At least 6.6 million people die each year in southern Asia due to environmental factors - about 25 percent of all deaths in the region, according to the World Health Organization. Meeting in Bangkok last week, ministers from across the region agreed with environmental and health officials on a plan to reduce that number.
Over the last 50 years, environmental pollution in southern Asia has intensified due to rapid industrialization, urbanization and motorization.
The result has been urban air pollution, the generation of solid and hazardous wastes, as well as numerous disasters and emergencies created by human activities, the officials acknowledged.
"The region's high death toll from environmental degradation can be avoided if we are determined to reverse the current trend," said Shigeru Omi.
Omi is Western Pacific director of the UN World Health Organization, WHO, which jointly organized the First Ministerial Regional Forum on Environment and Health in Bangkok with the UN Environment Programme, UNEP.
The meeting was aimed at strengthening cooperation between ministries responsible for environment and health within Southeast and East Asian countries and across the region.
At the two-day meeting last week, ministers and senior officials adopted the Bangkok Declaration on Environment and Health.
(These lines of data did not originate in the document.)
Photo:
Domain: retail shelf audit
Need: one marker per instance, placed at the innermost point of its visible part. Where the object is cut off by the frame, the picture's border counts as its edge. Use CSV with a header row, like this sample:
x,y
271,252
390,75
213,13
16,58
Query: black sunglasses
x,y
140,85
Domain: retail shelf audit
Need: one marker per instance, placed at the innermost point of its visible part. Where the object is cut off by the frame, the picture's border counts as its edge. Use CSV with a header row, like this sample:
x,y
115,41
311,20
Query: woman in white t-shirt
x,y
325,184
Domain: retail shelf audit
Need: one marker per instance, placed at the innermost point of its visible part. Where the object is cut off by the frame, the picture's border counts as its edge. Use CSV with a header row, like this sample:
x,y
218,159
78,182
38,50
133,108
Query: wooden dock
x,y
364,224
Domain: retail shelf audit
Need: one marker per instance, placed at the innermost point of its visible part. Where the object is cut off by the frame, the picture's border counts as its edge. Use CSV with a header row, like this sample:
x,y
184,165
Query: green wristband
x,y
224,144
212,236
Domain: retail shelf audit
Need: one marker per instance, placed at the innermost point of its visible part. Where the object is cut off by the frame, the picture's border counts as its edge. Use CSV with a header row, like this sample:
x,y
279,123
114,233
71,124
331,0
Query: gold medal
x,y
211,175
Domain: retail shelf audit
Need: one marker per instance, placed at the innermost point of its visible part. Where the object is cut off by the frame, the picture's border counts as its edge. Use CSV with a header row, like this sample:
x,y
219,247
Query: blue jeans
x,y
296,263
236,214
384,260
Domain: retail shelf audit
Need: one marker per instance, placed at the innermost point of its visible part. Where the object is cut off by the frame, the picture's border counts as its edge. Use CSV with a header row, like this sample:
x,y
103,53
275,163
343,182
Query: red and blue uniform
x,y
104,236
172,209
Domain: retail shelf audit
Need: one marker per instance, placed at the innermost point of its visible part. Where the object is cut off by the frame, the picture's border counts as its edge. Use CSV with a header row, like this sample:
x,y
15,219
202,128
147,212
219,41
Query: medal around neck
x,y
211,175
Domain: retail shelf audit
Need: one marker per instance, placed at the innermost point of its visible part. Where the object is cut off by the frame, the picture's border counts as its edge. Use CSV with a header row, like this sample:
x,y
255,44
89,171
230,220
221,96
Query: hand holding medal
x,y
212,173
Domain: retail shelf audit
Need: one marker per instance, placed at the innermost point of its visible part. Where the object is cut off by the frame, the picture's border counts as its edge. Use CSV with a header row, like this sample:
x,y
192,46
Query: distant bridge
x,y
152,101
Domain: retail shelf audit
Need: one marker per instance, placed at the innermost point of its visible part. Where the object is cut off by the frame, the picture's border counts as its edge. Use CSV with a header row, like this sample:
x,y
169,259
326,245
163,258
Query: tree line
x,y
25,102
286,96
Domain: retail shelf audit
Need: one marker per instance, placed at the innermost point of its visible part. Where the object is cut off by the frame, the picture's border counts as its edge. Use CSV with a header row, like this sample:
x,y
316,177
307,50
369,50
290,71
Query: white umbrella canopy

The accompanying regional charter identified six environmental and health priorities for joint policies and programs over the next three years:
‧water supply, hygiene and sanitation
‧solid and hazardous waste
‧toxic chemicals and hazardous substances
‧climate change, ozone depletion and ecosystem change
‧contingency planning, preparedness and response to environmental health emergencies
The Bangkok Declaration provides a mechanism for sharing knowledge and experiences, improves policy and regulatory frameworks at the national and regional level, and promotes the implementation of integrated environmental health strategies and regulations.